The most nuanced issue may be the economy. On the one hand, Hispanic Americans say that the Democrats are the party of the working class and agree with many Democratic positions. And yet the issue is still a problem for the party.
My colleague Jennifer Medina, who’s based in California and covers politics, told me that she thought Democrats’ identity as the working-class party cut both ways. “I’ve spoken to several Latinos, particularly men, who have told me a version of this: ‘I grew up hearing that Democrats were the party of the poor. But I don’t want to be poor, so I became a Republican,’” Jennifer said. Many of them, she added, run small businesses.
Another problem for Democrats, according to the poll, is that many voters — across racial groups — appear to be unaware of the substance of the economic policies that Biden and Democrats have enacted on infrastructure, health care, energy and more. Many of these policies appear to be too subtle and complex for voters to understand.
(This recent story — by Jennifer, Jazmine Ulloa and Ruth Igielnik — goes into more detail on the strengths of both the Republican and Democratic Parties among Hispanic voters.)
The bottom line
For much of the past few decades, Hispanic voters supported the Democratic Party so strongly that many people came to think of them as a safe Democratic constituency, along with Black voters, Jewish voters and secular college graduates. Instead, Hispanic voters appear to fall somewhere between these reliably progressive groups and working-class whites — and have become a crucial swing group in American politics.

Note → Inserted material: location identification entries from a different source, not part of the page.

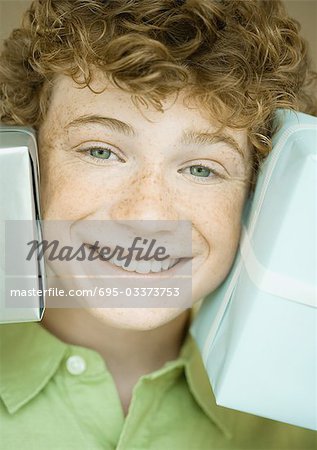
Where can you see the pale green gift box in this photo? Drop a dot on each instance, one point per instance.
(257, 332)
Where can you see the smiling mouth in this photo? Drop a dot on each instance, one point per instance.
(140, 267)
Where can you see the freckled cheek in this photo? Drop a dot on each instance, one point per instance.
(218, 222)
(69, 191)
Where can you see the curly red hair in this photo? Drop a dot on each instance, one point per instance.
(240, 59)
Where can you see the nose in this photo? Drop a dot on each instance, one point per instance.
(149, 202)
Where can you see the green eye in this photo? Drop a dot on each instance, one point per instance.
(100, 153)
(200, 171)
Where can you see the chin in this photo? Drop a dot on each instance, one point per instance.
(142, 319)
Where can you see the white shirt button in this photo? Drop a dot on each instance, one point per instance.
(76, 365)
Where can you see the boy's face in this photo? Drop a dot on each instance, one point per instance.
(145, 169)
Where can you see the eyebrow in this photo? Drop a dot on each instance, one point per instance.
(189, 137)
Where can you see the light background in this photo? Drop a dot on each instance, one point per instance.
(305, 11)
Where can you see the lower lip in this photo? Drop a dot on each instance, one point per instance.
(179, 267)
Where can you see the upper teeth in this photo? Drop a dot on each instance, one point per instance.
(145, 266)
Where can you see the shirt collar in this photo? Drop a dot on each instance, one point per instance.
(23, 354)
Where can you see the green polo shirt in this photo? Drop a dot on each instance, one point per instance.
(56, 396)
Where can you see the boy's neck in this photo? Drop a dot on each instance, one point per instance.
(127, 353)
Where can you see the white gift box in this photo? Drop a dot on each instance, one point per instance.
(257, 332)
(19, 210)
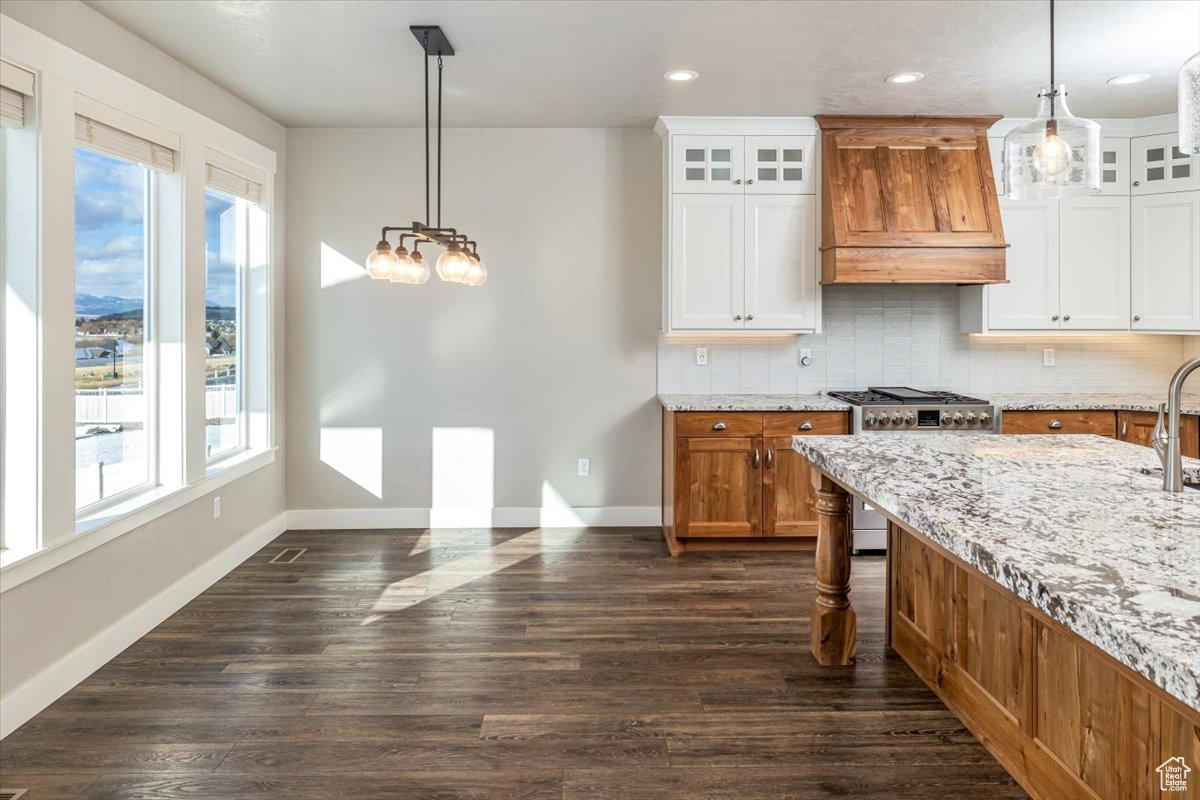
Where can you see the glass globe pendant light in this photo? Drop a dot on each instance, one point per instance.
(1056, 154)
(382, 262)
(1189, 106)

Puerto Rico needs help again, Lin-Manuel Miranda and his father, Luis Miranda, write in The Washington Post.
MORNING READS
SPORTS NEWS FROM THE ATHLETIC
One shy: Aaron Judge is on the brink of matching Roger Maris’ American League home run record after hitting his 60th shot of the season in the Yankees’ thrilling 9-8 win last night, which included a Giancarlo Stanton walk-off grand slam.
As the LIV turns: LIV golfers sent a letter yesterday asking for the rebel league’s tournaments to count for Official World Golf Ranking (points), another turn in a saga that has fractured golf. Unless a rare exception is made, the new tour doesn’t match OWGR standards for qualification.
The N.F.L.’s next great pass rusher? Micah Parsons is drawing comparisons to Lawrence Taylor in just his second season. He has four sacks through two games and is the favorite to win Defensive Player of the Year.
ARTS AND IDEAS
Bad Bunny keeps climbing
Bad Bunny earned 10 nominations from the Latin Grammy Awards yesterday, the most of any artist. It’s no surprise: Look anywhere in entertainment and you’ll probably see him.
Hollywood? He had a role in the summer blockbuster “Bullet Train.” The charts? His new album, “Un Verano Sin Ti,” has been the No. 1 record in the U.S. for 11 weeks this year. You can even spot him on the beach with Snoop Dogg in a Corona commercial. “He keeps breaking records and climbing skyward,” Rolling Stone wrote.